I have (say, I crawled two websites and got hold of) two corpora which sometimes focus on the same topics. I would like to try and melt them together in order to build a balanced and coherent corpus. As this is a highly discussed research topic there are plenty of subtle ways to do it.

Still, as I am only at the beginning of my research and as I don’t know how far I am going to go with both corpora I want to keep it simple.

One of the appropriate techniques (if not the best)

I could do it using LSA (in this particular case Latent semantic analysis, and not Lysergic acid amide!) or to be more precise Latent semantic indexing.

As this technical report shows, it can perform well in that kind of case: Comparison of Human and Latent Semantic Analysis (LSA) Judgements of Pairwise Document Similarities for a News Corpus,  B. Pincombe, Australian Department of Defence, 2004. (full text available here or through any good search engine, see previous post)

This could be an issue for later research.

The approach that I am working on (not quick and dirty but simpler and hopefully robust)

For exercise purposes (and who knows? maybe it will prove efficient), I am using another approach. Instead of applying corpus-wide statistical methods, I plan to take advantage of a local grammatical handling of the sentences, i.e. a partial / surface / chunk / shallow parsing.

The two main steps are:

  1. a term weighting phase (to find important words in the documents)
  2. a vector space search through the corpus (to find documents that have something in common)

Where I am now: the first phase

So far, I wrote a finite-state automaton which identifies the heads of the phrases, as these words often carry more significant “weight”.

Taking as input the information given by a part-of-speech tagger (the TreeTagger), it outputs its different states and if it found a possible head and/or a possible extension, taking into account that German is rather a head-final language. It works for noun, verb and a few adpositional phrases.

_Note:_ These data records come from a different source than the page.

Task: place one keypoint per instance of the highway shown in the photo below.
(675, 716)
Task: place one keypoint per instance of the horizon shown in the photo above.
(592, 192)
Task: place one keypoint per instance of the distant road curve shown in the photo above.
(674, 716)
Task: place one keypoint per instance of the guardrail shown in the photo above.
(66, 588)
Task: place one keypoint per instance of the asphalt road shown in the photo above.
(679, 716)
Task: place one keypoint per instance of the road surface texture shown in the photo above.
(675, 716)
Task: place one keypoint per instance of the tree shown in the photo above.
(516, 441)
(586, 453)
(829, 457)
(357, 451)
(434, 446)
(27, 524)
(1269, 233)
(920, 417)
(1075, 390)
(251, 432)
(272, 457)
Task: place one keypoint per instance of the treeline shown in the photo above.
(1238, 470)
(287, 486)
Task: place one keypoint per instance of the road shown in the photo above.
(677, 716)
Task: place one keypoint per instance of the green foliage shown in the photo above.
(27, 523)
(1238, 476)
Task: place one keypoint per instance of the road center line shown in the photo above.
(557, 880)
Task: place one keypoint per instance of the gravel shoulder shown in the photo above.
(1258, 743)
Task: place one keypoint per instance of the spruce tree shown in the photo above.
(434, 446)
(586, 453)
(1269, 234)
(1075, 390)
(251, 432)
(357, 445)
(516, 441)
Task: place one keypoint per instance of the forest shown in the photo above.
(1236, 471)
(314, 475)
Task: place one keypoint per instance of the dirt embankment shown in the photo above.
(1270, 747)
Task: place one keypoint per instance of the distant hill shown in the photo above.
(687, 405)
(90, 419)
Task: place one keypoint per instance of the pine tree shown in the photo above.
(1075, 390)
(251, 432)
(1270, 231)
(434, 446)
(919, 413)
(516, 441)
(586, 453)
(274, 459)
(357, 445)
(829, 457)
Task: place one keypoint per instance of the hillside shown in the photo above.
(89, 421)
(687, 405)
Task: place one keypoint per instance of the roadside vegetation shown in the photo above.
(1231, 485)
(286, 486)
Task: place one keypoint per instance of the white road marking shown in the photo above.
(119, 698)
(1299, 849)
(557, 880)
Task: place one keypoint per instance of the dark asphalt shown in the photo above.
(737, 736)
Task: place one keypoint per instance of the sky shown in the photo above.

I think that may be enough to trigger a second automaton which would take advantage of this information and try to give the structure of the sentences, both automata building a kind of finite-state cascade (see Steven Abney. Partial parsing via finite-state cascades. In John Carroll (ed.), Workshop on Robust Parsing (ESSLLI ’96), pages 8–15, 1996). But for now it doesn’t seem to be necessary.

The heads that are to be found several times or at relevant places, such as a title, are stored as tags for a given document with an indication of their strength/relevance. I am refining the way to get to the tags and I am thinking about moving on to phase 2.